Stunning new NASA images reveal the Sun's wild side.

The images were taken by NASA's newest solar observatory, the Interface Region Imaging Spectrograph; they showed the region between the Sun's fiery surface and its atmosphere is a much more "violent" place than researchers previously believed, a NASA news release reported.

"The quality of images and spectra we are receiving from IRIS is amazing," Alan Title, IRIS principal investigator at Lockheed Martin in Palo Alto, Calif, said. "And we're getting this kind of quality from a smaller, less expensive mission, which took only 44 months to build."

IRIS allowed the researchers to analyze the Sun's interface region, and determine how its "explosive" qualities worked to heat the outer solar atmosphere. It also helped the team gain insight into the role the Sun's lower atmosphere plays in accelerating solar wind and eruptive events.

IRIS was able to catch revealing images and spectra (how much of each light wavelength is present) that have never been seen before.

"We are seeing rich and unprecedented images of violent events in which gases are accelerated to very high velocities while being rapidly heated to hundreds of thousands of degrees," Bart De Pontieu, the IRIS science lead at Lockheed Martin. "These types of observations present significant challenges to current theoretical models."

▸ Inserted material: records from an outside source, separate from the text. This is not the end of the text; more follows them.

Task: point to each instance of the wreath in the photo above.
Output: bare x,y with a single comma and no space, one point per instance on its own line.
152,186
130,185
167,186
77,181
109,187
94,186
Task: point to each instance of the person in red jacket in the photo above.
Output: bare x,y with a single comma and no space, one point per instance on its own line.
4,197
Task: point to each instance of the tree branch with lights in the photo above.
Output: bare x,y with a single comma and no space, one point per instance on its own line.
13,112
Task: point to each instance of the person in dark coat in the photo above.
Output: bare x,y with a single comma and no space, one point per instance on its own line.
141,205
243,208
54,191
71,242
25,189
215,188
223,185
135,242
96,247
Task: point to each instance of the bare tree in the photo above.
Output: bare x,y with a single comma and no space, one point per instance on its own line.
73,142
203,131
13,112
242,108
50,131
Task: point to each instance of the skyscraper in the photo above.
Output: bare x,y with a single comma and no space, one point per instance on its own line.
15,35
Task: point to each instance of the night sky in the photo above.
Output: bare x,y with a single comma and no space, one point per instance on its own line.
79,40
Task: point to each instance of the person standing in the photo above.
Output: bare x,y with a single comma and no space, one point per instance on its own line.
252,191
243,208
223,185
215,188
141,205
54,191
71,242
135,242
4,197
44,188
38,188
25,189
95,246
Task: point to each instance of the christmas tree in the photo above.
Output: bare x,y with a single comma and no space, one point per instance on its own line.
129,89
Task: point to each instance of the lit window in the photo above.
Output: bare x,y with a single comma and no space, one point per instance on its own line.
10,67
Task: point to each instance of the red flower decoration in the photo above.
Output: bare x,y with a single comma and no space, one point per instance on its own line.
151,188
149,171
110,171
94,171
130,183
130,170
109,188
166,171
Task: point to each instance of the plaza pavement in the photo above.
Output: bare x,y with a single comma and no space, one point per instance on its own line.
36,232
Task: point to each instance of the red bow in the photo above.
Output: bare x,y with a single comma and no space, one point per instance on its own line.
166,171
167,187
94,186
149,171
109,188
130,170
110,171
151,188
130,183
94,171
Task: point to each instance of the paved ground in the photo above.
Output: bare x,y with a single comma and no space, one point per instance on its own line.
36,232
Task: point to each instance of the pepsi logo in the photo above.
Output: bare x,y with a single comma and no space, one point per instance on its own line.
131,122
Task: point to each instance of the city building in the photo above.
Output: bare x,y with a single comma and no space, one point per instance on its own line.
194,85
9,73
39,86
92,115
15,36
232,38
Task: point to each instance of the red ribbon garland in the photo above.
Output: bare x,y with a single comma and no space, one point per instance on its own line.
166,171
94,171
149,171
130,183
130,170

The researchers were particularly interested in two types of events. The first is called "prominence," which are "cool regions within the interface region that appear as giant loops of solar material rising up above the solar surface," the news release reported.

The second, called a "spicule," is a monstrous fountain of gas as long as Earth that shoots out of solar system at 150,000 miles per hour. These events work to distribute energy and heat in the Sun's atmosphere. The evolution of the spicule's was shown (through the IRIS data) to be much more complicated than researchers had anticipated.

"We see discrepancies between these observations and the models and that is great news for advancing knowledge," Mats Carlsson, an astrophysicist at the University of Oslo in Norway, said. "By seeing something we don't understand we have a chance of learning something new."